I purchased a Fishman Presys blend Preamp, I was impressed by it having a microphone inside the guitar body as well as the normal bridge piezo pick-up strip which you can blend together to get a greater range of sensitivity and tone.
There is always a danger of forgeries on sale and indeed there were a deal of suppliers advertising the same preamp all at different prices starting at around £12. Buying the most expensive doesn't guarantee you are getting the genuine article either, so how much of a risk did I want to take?
I went for £25 plus post thinking if it blows up I will have to suck it up and say I'll never do that again. So, anyway within a week of paying it was at my door. No luxury packaging, ziplock bag with Fishman tag inside a padded envelope. The contents were all there minus the 9v battery.

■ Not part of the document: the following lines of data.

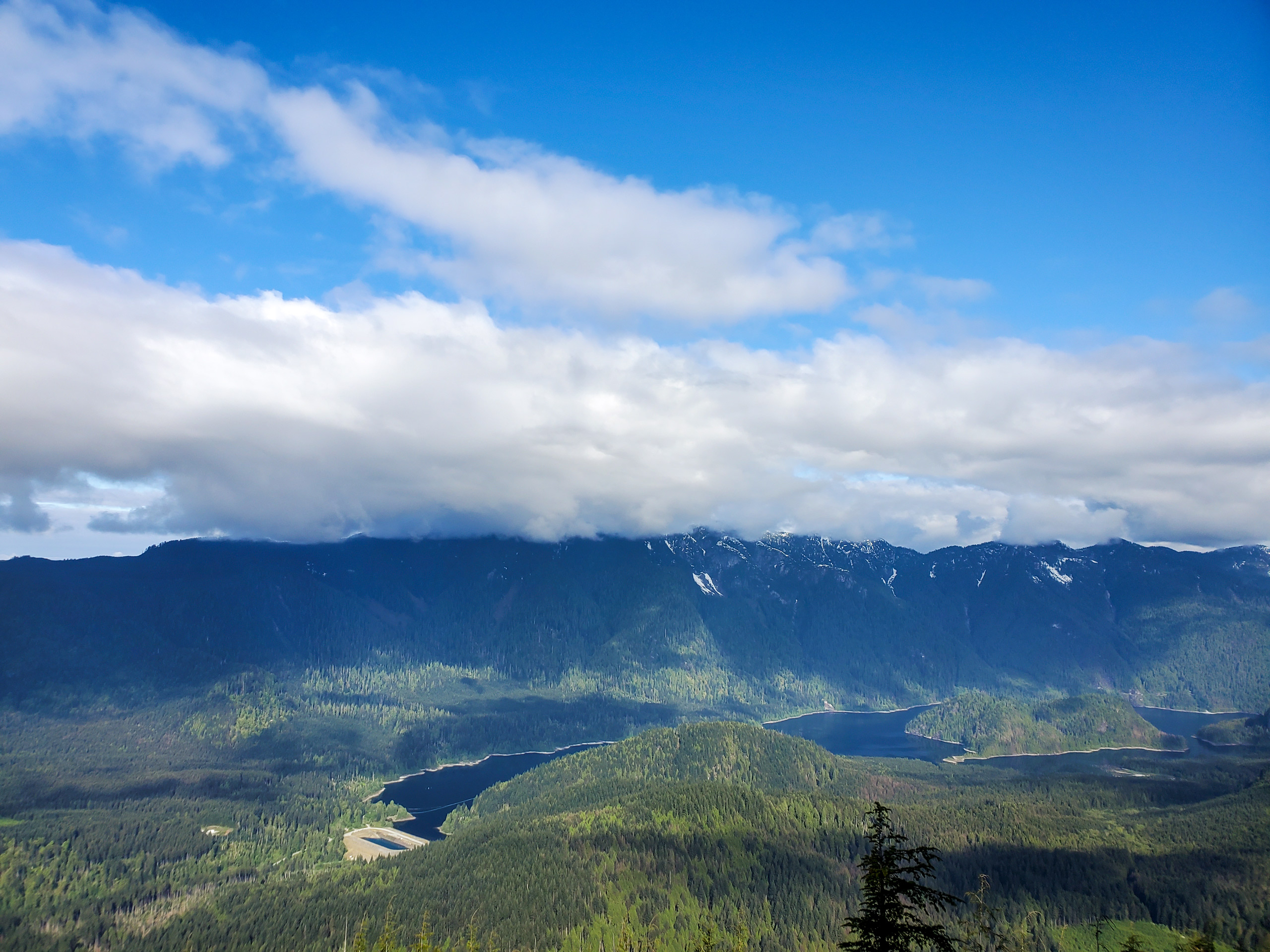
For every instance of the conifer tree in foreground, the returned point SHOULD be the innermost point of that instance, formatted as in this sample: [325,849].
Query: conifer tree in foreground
[896,907]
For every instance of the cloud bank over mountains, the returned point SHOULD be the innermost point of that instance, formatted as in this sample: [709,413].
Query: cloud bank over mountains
[282,418]
[162,411]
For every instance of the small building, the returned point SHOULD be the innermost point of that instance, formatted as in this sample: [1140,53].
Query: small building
[374,842]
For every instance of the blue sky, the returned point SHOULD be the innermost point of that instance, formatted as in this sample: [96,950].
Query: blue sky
[1074,198]
[1101,168]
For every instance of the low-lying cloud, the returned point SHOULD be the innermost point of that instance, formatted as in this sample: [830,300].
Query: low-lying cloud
[266,416]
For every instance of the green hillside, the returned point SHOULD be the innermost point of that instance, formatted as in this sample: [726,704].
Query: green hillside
[1242,731]
[784,625]
[752,833]
[992,726]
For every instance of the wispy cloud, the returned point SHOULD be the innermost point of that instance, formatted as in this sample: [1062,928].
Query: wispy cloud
[518,224]
[1225,305]
[268,416]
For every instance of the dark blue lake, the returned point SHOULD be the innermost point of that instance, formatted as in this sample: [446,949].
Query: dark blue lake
[867,734]
[434,794]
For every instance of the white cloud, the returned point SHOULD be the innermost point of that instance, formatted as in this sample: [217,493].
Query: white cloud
[82,73]
[952,290]
[270,416]
[851,233]
[545,230]
[1223,305]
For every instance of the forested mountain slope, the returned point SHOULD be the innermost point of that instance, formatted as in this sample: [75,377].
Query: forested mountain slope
[754,627]
[761,834]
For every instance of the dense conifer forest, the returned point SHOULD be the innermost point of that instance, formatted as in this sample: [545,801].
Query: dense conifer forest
[720,826]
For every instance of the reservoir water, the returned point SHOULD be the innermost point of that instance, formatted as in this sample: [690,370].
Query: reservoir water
[430,795]
[434,794]
[867,734]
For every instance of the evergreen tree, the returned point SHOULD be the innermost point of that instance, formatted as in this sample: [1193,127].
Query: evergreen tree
[896,905]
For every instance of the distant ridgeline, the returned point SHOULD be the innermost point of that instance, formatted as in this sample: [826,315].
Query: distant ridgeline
[702,621]
[991,726]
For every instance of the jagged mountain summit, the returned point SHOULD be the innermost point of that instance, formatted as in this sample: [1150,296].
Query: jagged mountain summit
[751,627]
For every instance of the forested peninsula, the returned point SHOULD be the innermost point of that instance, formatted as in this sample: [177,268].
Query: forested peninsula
[1240,731]
[992,726]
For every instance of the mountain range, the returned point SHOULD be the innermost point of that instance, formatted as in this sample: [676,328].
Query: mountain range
[704,620]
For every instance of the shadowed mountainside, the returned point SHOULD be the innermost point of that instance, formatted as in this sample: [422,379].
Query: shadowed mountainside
[783,624]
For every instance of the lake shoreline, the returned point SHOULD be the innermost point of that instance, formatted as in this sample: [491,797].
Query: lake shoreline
[477,763]
[893,710]
[963,758]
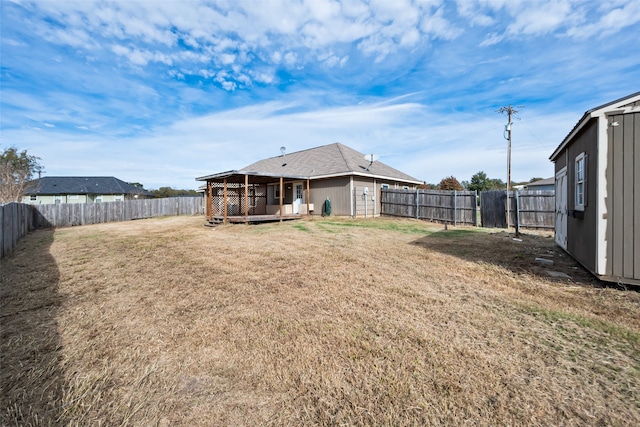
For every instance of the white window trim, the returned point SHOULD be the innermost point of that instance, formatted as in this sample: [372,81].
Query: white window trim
[580,203]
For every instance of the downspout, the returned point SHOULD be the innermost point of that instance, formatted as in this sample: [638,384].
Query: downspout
[375,194]
[308,199]
[351,196]
[281,196]
[602,144]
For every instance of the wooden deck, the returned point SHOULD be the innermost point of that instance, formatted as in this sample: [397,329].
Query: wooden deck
[252,219]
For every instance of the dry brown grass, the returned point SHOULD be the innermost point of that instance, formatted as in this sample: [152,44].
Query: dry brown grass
[322,322]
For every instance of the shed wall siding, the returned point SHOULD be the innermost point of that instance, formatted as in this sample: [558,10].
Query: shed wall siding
[623,203]
[581,226]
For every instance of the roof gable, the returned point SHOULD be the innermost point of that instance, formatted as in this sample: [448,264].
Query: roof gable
[81,185]
[629,102]
[326,161]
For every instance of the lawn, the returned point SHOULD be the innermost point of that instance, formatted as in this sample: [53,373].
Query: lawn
[165,322]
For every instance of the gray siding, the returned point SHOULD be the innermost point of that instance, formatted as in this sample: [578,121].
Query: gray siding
[623,203]
[581,226]
[370,205]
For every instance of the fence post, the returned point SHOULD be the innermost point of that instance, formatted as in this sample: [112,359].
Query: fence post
[475,208]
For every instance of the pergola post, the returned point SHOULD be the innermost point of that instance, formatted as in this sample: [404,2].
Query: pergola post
[209,200]
[308,199]
[224,201]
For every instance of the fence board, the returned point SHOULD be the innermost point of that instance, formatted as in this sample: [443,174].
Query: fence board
[17,219]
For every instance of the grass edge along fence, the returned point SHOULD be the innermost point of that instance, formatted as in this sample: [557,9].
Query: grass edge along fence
[454,207]
[17,219]
[528,208]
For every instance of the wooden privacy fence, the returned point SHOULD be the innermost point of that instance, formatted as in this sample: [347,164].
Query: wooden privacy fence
[456,207]
[17,219]
[15,222]
[527,209]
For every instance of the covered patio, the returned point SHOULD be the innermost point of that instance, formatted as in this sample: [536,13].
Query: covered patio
[251,197]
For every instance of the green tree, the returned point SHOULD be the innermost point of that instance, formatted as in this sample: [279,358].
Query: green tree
[450,183]
[17,169]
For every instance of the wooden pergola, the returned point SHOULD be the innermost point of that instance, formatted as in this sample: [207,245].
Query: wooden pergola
[241,197]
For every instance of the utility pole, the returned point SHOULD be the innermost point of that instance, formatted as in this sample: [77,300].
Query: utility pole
[511,111]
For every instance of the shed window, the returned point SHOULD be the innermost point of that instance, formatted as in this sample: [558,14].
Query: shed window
[581,182]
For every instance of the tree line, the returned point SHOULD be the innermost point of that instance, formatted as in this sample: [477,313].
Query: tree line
[478,182]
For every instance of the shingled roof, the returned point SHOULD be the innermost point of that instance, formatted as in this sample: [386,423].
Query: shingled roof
[324,162]
[82,185]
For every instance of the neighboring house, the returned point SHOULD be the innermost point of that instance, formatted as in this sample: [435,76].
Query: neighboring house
[598,191]
[81,189]
[541,185]
[299,183]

The build is good, everything clips together nicely, there are some pictorial fitting instructions but I found some better installation videos on Youtube. Taking out the broken one was easy. The refitting process was just a question of sanding the opening to accommodate the slightly wider Presys and from then on it went smoothly enough for someone who is used to doing fiddly things, it would have gone a lot smoother had I purchased a new set of strings to replace the ones I had removed!! 3 days later with new strings attached, I slipped in the battery, attached a guitar lead and turned it on, there was a bit of a squeal from my bedside mini Laney amp that sounded "mistake like" but was resolved by me tightening the newly installed Jack plug connection, then it came to life. It sounded a whole lot better when I connected the guitar to the Marshall however I will have to get accustomed to regulating the balance between mic and piezo till I find the "sweet spot".
I would have to say that this system, whether a knock-off or not, does the job fine, of course I don't have another example to judge it by. It is a comparatively easy job to do and well within the grasp of someone with a bit of common sense and pacience, so if you have an old acoustic that you would like to use in your stage act or for recording without taking the expensive route of buying a new electro acoustic guitar you may find this a much cheaper option. A Stanley knife, a drill and drill bit, Phillip's head screw driver and some masking tape is all you need, plus of course the pre-amp. It's the cheapest way to electrify your acoustic guitar for stage or recording use and you get the satisfaction of having done it yourself. Good luck!!!! I should add that you might want to think twice about doing this to some rare or expensive instrument!!!
Please be careful out there, do wear a mask, do use sanitizer, we have to live with this awful virus so please try not to pass it on. That aside, be as happy as you can and love the ones you're with.